Studio album by Matthew Shipp
- Released: 2005
- Recorded: August 18, 2005
- Studio: Leon Lee Dorsey Studios, New York City
- Genre: Jazz
- Length: 40:33
- Label: Thirsty Ear
- Producer: Matthew Shipp, Peter Gordon

Matthew Shipp chronology
| In Finland (2004) | One (2005) | Phenomena of Interference (2006) |

= One (Matthew Shipp album) =

One is a solo studio album by American jazz pianist Matthew Shipp, which was recorded in 2005 and released on Thirsty Ear's Blue Series.

==Reception==

In his review for AllMusic, Thom Jurek states "One is a fully realized and poetic work by a mature pianist who should finally begin getting his due, not only as an improviser and a visionary but as a technician as well."

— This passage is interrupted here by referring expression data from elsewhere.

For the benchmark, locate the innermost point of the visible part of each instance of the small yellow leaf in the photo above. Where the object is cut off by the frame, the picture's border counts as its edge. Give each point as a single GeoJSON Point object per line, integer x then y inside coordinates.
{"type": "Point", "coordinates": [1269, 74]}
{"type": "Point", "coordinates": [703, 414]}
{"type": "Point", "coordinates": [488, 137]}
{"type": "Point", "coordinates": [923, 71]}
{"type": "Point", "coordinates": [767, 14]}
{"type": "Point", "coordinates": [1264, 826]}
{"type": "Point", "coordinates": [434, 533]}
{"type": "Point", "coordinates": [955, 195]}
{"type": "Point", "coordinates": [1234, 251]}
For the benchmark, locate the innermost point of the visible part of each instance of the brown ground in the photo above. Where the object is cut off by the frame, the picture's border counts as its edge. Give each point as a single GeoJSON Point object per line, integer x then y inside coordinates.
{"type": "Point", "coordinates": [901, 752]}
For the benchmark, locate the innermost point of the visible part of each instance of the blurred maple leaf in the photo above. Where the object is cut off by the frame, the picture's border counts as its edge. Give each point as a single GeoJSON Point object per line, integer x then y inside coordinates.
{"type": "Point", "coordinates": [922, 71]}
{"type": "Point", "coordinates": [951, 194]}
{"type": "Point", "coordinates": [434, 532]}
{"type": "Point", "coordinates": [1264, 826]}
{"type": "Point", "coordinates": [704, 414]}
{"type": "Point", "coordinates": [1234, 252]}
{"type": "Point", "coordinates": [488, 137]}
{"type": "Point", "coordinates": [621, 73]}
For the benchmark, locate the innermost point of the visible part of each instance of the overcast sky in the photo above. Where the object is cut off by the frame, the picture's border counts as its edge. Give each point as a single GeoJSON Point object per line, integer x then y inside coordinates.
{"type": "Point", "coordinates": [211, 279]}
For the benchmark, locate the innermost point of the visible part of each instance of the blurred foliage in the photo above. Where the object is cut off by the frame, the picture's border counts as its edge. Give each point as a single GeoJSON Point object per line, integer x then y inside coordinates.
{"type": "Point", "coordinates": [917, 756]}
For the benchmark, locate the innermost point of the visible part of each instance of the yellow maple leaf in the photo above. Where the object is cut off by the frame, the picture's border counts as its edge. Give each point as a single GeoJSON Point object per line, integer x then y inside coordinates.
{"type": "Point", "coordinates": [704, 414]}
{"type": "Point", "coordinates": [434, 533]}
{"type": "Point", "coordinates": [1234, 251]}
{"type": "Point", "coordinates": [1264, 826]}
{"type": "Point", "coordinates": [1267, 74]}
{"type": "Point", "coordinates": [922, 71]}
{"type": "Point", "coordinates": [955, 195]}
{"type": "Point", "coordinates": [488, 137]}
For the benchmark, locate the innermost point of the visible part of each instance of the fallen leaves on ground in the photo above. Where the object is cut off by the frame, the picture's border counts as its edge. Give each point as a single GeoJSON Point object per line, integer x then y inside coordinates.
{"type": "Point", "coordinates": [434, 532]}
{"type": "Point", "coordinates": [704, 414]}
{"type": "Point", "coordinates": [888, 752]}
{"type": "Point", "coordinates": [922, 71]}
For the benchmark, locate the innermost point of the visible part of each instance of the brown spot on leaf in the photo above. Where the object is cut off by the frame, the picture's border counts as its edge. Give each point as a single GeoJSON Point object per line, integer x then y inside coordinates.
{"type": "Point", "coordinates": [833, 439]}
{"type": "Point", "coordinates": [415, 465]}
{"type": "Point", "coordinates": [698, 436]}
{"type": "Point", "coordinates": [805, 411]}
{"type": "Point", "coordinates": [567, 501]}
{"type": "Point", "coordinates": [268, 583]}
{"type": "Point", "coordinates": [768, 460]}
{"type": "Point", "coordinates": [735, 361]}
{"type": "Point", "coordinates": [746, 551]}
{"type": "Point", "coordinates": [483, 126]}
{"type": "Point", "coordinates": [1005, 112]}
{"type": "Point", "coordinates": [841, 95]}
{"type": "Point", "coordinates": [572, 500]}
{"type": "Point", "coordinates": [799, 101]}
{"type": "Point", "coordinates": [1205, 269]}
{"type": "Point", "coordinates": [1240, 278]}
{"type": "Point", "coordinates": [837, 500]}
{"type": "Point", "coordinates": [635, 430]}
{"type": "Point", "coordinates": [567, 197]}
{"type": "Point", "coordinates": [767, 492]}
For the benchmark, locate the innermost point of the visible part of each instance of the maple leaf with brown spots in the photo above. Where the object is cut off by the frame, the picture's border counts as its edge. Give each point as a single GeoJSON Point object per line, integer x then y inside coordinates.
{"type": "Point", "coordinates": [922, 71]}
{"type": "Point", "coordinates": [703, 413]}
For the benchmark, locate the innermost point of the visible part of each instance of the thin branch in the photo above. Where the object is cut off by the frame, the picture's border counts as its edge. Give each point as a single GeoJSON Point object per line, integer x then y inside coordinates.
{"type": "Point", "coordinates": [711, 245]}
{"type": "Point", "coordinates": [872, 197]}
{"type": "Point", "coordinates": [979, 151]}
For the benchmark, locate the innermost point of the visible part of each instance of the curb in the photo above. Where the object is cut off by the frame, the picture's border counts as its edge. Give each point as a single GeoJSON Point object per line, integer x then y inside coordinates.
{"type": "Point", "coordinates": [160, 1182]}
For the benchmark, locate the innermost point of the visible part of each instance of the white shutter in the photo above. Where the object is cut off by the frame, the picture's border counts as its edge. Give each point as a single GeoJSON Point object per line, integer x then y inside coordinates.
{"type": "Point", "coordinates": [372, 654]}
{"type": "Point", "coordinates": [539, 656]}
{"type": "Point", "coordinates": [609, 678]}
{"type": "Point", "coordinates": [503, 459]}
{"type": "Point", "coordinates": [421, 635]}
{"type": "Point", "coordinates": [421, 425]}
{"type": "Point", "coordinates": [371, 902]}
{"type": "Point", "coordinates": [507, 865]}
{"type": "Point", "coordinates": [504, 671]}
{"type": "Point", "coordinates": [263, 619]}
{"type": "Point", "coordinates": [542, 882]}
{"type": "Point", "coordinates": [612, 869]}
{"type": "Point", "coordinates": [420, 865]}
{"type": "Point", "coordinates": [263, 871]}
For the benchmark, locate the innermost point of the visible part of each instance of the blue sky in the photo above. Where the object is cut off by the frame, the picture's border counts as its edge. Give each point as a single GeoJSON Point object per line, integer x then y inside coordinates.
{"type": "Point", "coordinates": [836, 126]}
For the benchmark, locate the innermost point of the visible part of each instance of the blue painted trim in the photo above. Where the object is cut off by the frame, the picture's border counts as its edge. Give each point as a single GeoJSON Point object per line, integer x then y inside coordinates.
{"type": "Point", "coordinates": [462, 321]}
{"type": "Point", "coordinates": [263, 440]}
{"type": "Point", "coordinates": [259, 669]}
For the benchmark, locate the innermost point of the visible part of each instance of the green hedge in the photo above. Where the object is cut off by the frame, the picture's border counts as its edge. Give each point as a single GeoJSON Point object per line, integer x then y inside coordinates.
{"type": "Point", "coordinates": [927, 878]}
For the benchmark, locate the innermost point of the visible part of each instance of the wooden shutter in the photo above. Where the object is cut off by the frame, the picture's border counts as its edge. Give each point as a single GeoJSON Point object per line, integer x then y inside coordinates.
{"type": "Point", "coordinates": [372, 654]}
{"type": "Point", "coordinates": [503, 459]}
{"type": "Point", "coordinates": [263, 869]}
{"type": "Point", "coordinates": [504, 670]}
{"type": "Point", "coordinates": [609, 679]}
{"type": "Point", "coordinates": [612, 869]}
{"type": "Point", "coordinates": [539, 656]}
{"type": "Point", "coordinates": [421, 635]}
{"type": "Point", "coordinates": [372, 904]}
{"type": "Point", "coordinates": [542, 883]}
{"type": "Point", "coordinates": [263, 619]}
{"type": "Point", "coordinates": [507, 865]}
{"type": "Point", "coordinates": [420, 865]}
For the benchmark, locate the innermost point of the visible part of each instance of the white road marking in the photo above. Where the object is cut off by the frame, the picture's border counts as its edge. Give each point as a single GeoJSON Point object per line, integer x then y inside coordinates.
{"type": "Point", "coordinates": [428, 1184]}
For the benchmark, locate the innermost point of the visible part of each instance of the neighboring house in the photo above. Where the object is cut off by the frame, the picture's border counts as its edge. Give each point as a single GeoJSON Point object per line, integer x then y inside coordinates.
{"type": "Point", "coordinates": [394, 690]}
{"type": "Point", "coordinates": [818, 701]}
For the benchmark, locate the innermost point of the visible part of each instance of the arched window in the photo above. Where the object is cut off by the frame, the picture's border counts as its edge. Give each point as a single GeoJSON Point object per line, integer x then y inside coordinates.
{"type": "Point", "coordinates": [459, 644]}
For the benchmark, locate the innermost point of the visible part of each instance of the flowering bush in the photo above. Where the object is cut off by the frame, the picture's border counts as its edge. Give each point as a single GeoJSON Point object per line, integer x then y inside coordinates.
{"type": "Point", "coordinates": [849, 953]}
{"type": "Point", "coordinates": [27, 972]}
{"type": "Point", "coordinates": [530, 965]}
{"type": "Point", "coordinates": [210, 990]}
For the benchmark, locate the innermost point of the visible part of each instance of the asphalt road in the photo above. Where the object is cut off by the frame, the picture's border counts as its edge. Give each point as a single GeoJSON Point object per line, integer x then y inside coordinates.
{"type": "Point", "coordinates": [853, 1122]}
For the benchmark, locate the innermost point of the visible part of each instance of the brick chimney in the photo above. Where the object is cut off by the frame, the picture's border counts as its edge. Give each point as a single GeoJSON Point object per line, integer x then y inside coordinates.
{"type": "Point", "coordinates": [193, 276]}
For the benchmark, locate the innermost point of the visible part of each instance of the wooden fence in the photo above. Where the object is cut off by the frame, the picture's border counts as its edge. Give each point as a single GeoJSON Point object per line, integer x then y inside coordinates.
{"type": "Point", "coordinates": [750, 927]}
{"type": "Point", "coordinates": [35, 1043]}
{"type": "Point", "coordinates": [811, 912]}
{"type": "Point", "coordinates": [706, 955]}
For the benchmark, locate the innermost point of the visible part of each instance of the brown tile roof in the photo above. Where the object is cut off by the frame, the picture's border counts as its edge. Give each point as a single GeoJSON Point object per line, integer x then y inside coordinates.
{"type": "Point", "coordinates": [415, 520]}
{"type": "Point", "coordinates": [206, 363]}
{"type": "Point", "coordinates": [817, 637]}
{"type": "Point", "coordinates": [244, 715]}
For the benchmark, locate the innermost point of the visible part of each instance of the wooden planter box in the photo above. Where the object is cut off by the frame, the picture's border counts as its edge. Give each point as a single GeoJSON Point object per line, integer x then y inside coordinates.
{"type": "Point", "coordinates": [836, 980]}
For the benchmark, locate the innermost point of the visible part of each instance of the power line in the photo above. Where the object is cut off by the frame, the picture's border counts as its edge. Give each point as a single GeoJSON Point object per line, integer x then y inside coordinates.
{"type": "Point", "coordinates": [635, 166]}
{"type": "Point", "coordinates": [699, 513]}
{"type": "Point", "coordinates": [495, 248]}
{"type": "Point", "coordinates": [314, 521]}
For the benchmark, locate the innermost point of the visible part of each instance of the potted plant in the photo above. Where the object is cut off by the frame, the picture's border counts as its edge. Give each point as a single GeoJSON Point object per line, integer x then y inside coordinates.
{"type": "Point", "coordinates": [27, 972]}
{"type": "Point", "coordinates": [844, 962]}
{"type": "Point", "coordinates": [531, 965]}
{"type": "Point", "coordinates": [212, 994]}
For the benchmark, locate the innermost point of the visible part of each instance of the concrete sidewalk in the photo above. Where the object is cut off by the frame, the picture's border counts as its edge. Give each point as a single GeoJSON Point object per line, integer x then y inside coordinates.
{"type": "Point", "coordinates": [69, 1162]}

The Penguin Guide to Jazz notes that "he delves into the worlds of Cecil Taylor, Bud Powell and Thelonious Monk, but without ever once referencing any of these ancestral presences directly."

The All About Jazz review by Nic Jones claims "If indeed it is the case that the solo piano recital is fraught with potential hazards, then Shipp manages to avoid them through the simple expedient of writing his own rulebook."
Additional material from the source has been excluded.